An impending overhaul of the national U.S. telecommunications database is prompting fears the transition could spark a catastrophic failure, crippling emergency communications networks across the United States, according to industry insiders who told the Washington Free Beacon the foreign firm handling the upcoming transition may not be prepared to initiate the switch.
On April 8, a foreign firm will initiate the first phase in a Federal Communications Commission-mandated overhaul of the national telecoms database that stores and facilitates millions of American phone numbers.
The national database, known as the Number Portability Administration Center (NPAC), handles 6 billion calls and texts per day, and if the system fails, no calls at all will be able to be placed. It is being taken over by a foreign-owned firm with a past of breaching U.S. national security clauses banning it from employing foreign workers, such as those tied to China.
Ahead of the deadline, industry insiders have been raising concerns that iconnectiv, the firm responsible for handling the nation-wide transition, is not prepared to implement the switch, a situation that could cripple emergency services and interrupt cell service for scores of Americans.

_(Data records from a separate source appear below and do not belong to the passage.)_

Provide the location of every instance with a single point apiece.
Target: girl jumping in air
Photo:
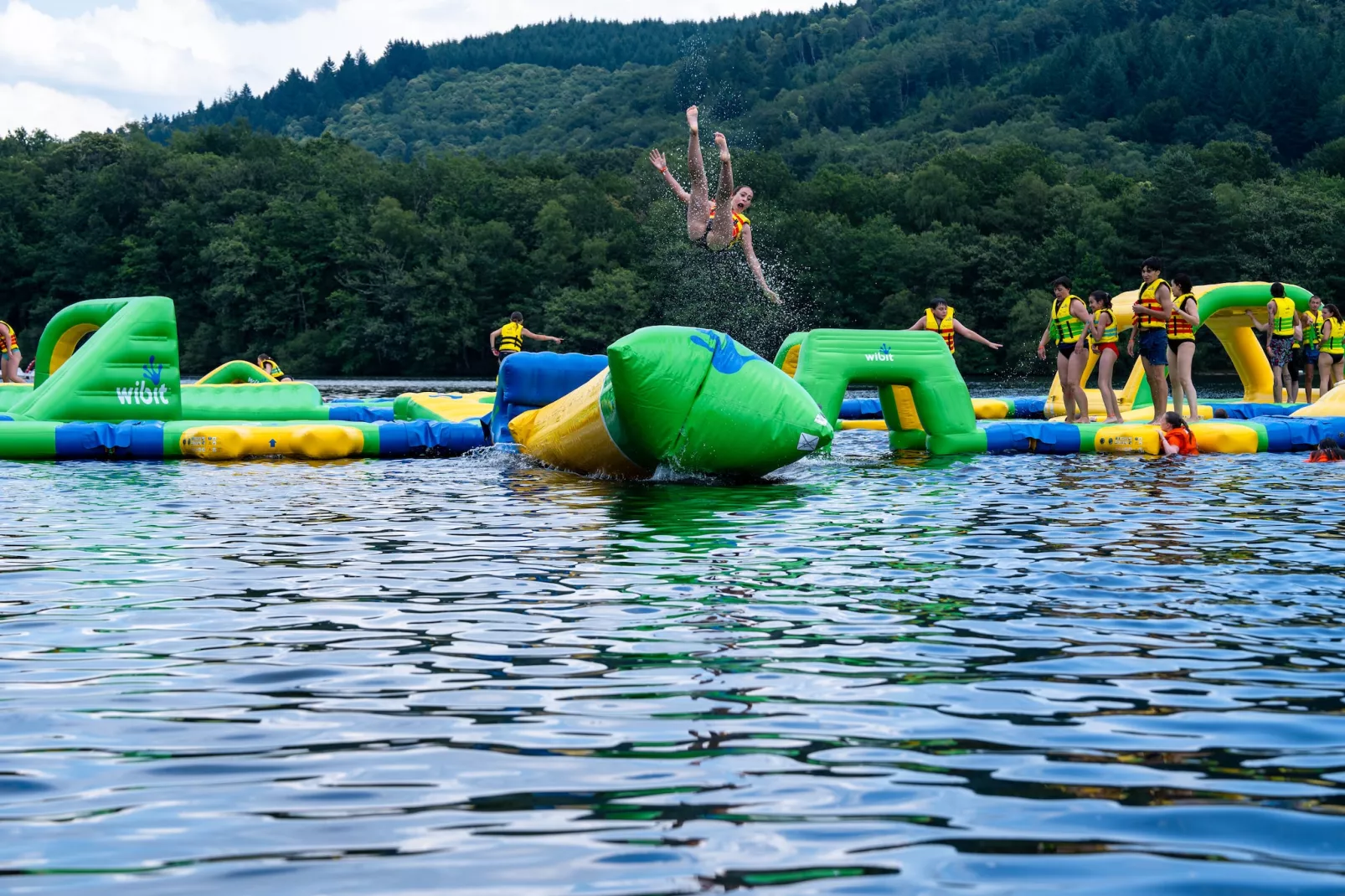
(703, 228)
(1103, 332)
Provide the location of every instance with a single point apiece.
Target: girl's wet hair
(1329, 450)
(1176, 420)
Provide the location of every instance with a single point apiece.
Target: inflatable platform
(925, 403)
(108, 385)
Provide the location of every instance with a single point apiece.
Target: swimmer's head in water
(743, 199)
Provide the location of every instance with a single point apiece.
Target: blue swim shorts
(1153, 345)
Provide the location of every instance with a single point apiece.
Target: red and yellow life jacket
(942, 327)
(739, 222)
(1149, 299)
(1178, 326)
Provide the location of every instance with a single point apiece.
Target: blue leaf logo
(724, 352)
(153, 373)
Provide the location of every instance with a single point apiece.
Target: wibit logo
(148, 390)
(724, 352)
(884, 354)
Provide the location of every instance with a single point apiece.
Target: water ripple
(868, 676)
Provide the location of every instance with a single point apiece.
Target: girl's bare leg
(1078, 362)
(720, 237)
(698, 208)
(1067, 390)
(1109, 394)
(1185, 355)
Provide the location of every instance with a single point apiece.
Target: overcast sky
(86, 64)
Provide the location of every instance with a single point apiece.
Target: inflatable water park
(108, 385)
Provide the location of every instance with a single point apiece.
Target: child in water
(1327, 450)
(1103, 341)
(1178, 436)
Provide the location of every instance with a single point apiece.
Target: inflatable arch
(925, 399)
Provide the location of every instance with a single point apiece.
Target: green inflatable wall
(126, 370)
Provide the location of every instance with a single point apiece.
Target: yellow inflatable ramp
(312, 441)
(454, 406)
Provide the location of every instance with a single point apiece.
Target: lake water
(869, 674)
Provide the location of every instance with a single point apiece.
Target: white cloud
(163, 55)
(62, 115)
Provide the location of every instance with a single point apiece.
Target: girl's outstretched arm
(662, 164)
(972, 335)
(756, 265)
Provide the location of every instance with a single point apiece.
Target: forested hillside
(382, 217)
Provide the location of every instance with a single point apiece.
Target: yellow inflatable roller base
(314, 441)
(569, 434)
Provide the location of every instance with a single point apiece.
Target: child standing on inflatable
(701, 225)
(1281, 332)
(512, 337)
(11, 359)
(1181, 345)
(1153, 308)
(1311, 323)
(1068, 321)
(1103, 341)
(940, 321)
(1331, 362)
(272, 369)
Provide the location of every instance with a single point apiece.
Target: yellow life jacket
(1334, 343)
(1149, 299)
(1283, 322)
(1064, 327)
(942, 327)
(1313, 332)
(1109, 332)
(739, 221)
(512, 337)
(1180, 328)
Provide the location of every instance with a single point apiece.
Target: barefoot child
(703, 228)
(1181, 345)
(1069, 319)
(265, 362)
(1105, 346)
(939, 319)
(1178, 436)
(11, 359)
(1312, 322)
(1331, 362)
(1153, 308)
(1281, 332)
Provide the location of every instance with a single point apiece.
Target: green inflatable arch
(925, 399)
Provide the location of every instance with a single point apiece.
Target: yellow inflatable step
(312, 441)
(1127, 439)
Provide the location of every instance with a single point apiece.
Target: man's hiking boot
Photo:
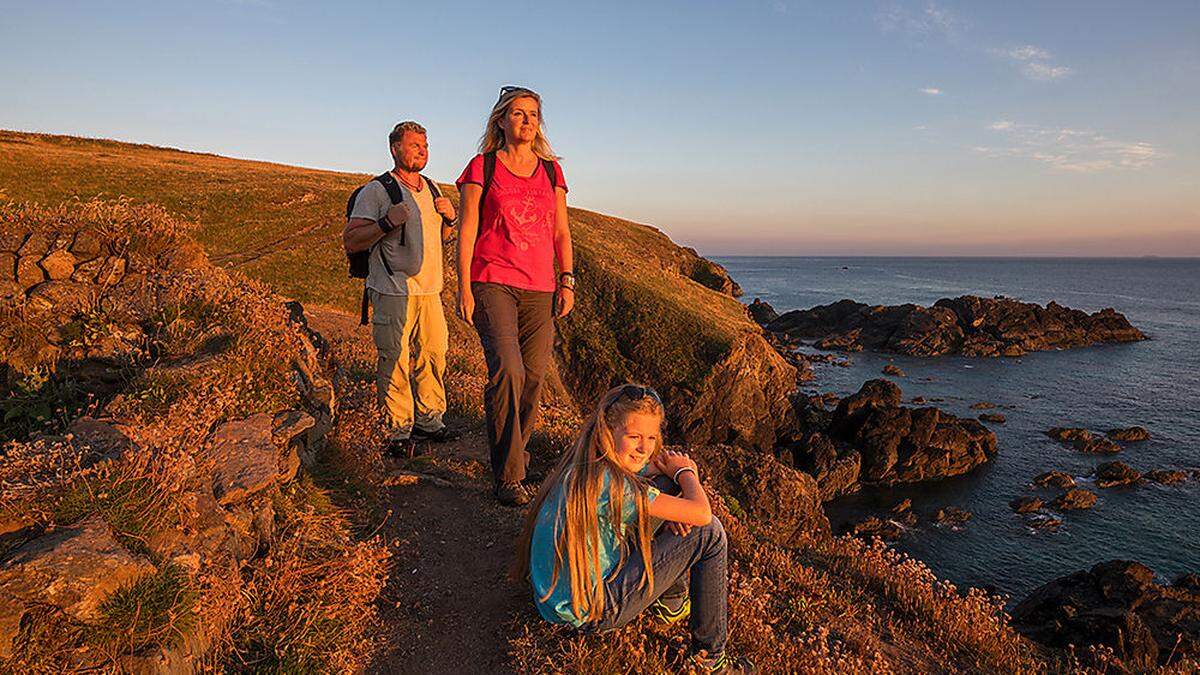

The first phase of the transition will focus on nine American states in the southeast, as well as Puerto Rico and the U.S. Virgin Islands. Industry insiders told the Free Beacon that there is currently no mechanism in place to return to the existing telecoms database should something catastrophic occur during the impending transition.
“First responders won’t be able to reach people in need, the FBI and other law enforcement will lose a critical tool in conducting wiretaps, and consumers could face long stretches without wireless service,” said one source with direct knowledge of the situation.
iConnectiv, formally known as the Swedish-owned firm Telcordia, has been working on an expedited timeline to implement to transition after it was forced to restart its work in the wake of a national security scandal.
Telcordia was caught in 2016 using a Chinese engineer to work on the sensitive database, a violation of national security clauses included in the firm’s contract with the U.S. government.
The use of foreign workers triggered an FBI investigation, forcing the company to restart its work, a situation that delayed the project for months and cost U.S. taxpayers some $375 million.
Now working on a rushed deadline ahead of the April 8 switch, industry insiders have been expressing concerns that the network is not ready for primetime, which could result in a catastrophic failure impacting scores of Americans.
“The bottom line is that it’s difficult to get a good read on whether everything is on target for April 8,” officials with Mobile Ecosystem, an industry consulting firm, wrote in a recent update on the situation. “Executives who have been involved with IT projects of this magnitude are concerned about the compressed time schedule for this project.”
“It was delayed for a time because some code that had been written by a Chinese citizen who did not have the proper security clearance had to be rewritten, which resulted in the testing schedule being substantially compressed,” the firm noted. “In an ideal world, given the volume of data involved, the production traffic should be mirrored for a time. But it does not appear that there’s a plan for that.”